Felix glared at Amerigo. “Then summon an artifex and tell him he’ll need to start over, unless this fat fool tells me the name of that ship right now.”
“The Fisherman’s Dream,” Jean-Claude said, recalling the name of a wharf-side inn. Fortunately, the people who named taverns had the same sort of wit as those who named boats.
“Very good,” said Amerigo, obviously relieved not to have blood on his floors.
“Or maybe it was the Wandering Goose,” Jean-Claude said. It was a small tavern on the road outside Rocher Royale. “Or maybe it was the Bosun’s Ballast.” Demoiselle Planchette would get a good cackle out of that, if ever he survived to tell her about it. “My memory gets a bit slippery when I’m in pain.”
Felix growled, “If I say you were killed trying to escape, no one will doubt me.”

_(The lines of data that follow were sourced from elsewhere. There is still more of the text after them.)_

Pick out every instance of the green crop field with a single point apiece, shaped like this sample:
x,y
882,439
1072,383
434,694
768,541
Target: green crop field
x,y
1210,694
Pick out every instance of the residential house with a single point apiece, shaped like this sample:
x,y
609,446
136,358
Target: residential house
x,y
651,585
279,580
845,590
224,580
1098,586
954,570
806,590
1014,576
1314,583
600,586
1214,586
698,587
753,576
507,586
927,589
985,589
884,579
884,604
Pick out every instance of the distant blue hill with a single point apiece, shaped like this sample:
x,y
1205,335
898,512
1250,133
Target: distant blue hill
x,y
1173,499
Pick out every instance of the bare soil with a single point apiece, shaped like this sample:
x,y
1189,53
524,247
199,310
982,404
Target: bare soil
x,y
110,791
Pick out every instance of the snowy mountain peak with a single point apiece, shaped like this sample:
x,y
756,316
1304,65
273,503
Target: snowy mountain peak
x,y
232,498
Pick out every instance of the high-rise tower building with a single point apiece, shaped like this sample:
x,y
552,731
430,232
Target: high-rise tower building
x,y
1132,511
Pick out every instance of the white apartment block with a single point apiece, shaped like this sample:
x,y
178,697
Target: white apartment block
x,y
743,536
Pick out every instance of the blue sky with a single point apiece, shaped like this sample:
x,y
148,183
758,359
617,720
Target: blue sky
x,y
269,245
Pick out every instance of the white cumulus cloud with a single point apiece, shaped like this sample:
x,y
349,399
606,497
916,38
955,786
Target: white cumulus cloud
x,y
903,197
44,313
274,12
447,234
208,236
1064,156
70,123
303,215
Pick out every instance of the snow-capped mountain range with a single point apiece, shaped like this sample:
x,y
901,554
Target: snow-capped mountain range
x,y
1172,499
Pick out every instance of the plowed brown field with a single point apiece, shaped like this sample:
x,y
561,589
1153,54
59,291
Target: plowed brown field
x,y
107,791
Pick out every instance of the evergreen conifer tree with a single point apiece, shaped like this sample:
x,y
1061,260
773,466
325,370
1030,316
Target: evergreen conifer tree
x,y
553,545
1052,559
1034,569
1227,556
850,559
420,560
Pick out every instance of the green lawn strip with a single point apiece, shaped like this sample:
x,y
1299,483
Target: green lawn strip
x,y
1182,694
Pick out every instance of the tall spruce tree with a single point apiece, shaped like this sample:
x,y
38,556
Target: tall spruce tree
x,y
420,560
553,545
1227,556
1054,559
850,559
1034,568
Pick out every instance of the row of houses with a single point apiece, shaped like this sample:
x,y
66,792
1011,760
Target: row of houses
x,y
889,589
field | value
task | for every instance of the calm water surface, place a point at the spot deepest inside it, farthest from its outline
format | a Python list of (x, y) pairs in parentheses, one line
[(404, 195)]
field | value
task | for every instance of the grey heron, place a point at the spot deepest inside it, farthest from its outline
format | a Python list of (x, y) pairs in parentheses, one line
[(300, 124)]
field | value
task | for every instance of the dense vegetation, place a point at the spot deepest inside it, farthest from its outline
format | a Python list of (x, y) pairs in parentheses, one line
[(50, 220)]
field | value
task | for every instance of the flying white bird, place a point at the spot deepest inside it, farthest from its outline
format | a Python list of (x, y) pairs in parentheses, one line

“But if you do that, you’ll miss your one chance to catch your assassin. He’s not a man you want to stay loose very long, or by the time you catch up with his tail, his serpent’s head will have got round behind you.”
“Assassin?” Amerigo asked. “I thought you said you were after a smuggler.”
“The two categories are not mutually exclusive,” Jean-Claude said.
Felix wrenched Jean-Claude’s arm up even higher behind his back, sending stabs of pain through his shoulder. “Be quiet.”
Jean-Claude grimaced. “You cannot expect me to talk and be quiet simultaneously.”
“Which registry do you want?” Amerigo asked. “I’ll bring it here.”
That was a damned good question. “How are they organized?” Jean-Claude asked through gritted teeth. Finally, the guard got tired of holding Jean-Claude’s arm twisted up and relaxed enough so that his shoulder stopped screaming at him.
“Chronologically.”
“And how long has this project been going on?”
“Twenty-three years. Of course we’ve made some modifications to the accounting since then.”
Jean-Claude didn’t give a damn about accounting. The question was, for how long had Kantelvar stowed the Voto Solemne? And had he done it under that name? “Bring me the one from five years ago,” he said. That was when Kantelvar had supposedly come to San Augustus from the hinterlands.